Милая Александра Иосифовна, протяните ваши милые ручки и примите с тем моего новорожденного сыночка Павла Васильевича Жуковского, которого передаю в вашу любовь и благоволение. Он появился на свет в самый новый год, в 6 ½ часов пополуночи, весьма мало потревожив свою мать в минуту своего появления, хотя и пришло было ему на минуту в голову пойти боком, но скоро одумался и принял походку всех тихих, благонамеренных новорожденных. С тех пор ведет себя порядочно, мало кричит и много пьет и пьет из живого источника — из груди матери, которой это и лекарство; и она, слава богу, совершенно здорова. Ныне начались четвертые сутки, а никаких болезненных припадков не было. Все необходимое идет лучшим ходом. Павел Васильевич похож на красного рака: мурчит и копышется. Лоб у него славный, глаза черные и очень веселые, все прочее красный жмых. Вот вам мое донесение; порадуйтесь с нами и молите за нас бога.
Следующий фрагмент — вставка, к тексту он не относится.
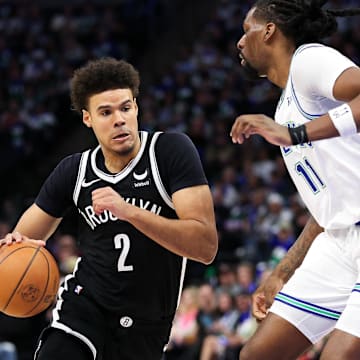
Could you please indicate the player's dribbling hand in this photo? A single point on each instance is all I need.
(16, 237)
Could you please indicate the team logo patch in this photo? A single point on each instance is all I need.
(126, 321)
(140, 177)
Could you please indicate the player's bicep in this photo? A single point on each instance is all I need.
(36, 224)
(194, 203)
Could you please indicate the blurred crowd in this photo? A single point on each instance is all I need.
(199, 92)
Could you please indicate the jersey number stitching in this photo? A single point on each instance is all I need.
(122, 242)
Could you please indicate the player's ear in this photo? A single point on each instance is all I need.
(136, 107)
(86, 118)
(269, 31)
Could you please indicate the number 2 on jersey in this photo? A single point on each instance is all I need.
(306, 170)
(122, 242)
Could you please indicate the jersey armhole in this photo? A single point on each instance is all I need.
(81, 175)
(156, 173)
Гоголя нет с нами; за два дня до рождения Павла Васильевича отправился он в Париж, приглашенный туда Толстыми* и Вьельгорскими. Я сам его послал туда, ибо у него начинали колобродить нервы и сам Копп прописал ему Париж, как спасительное. Весной он ко мне возвратится. Вам бы надобно о нем позаботиться у царя и царицы. Ему необходимо надобно иметь что-нибудь верное в год. Сочинения ему мало приносят, и он в беспрестанной зависимости от завтрашнего дня. Подумайте об этом; вы лучше других можете характеризовать Гоголя с его настоящей, лучшей стороны. По его комическим творениям могут в нем видеть совсем не то, что он есть. У нас смех принимают за грех, следовательно всякий насмешник должен быть великий грешник. Сам я давно хвораю. Простудился сперва, потом моя старая болезнь хотела было ко мне присуседиться; произошло биение сердца, которое и теперь продолжается; но я лечусь, и мне уже лучше, и скоро вполне вылечусь. Прощайте, бог с вами и с вашими. Напишите ко мне поболее о наших милых царях и особенно о здоровье императрицы. Слухи о ней весьма тревожат; сбереги господь нам этого доброго ангела.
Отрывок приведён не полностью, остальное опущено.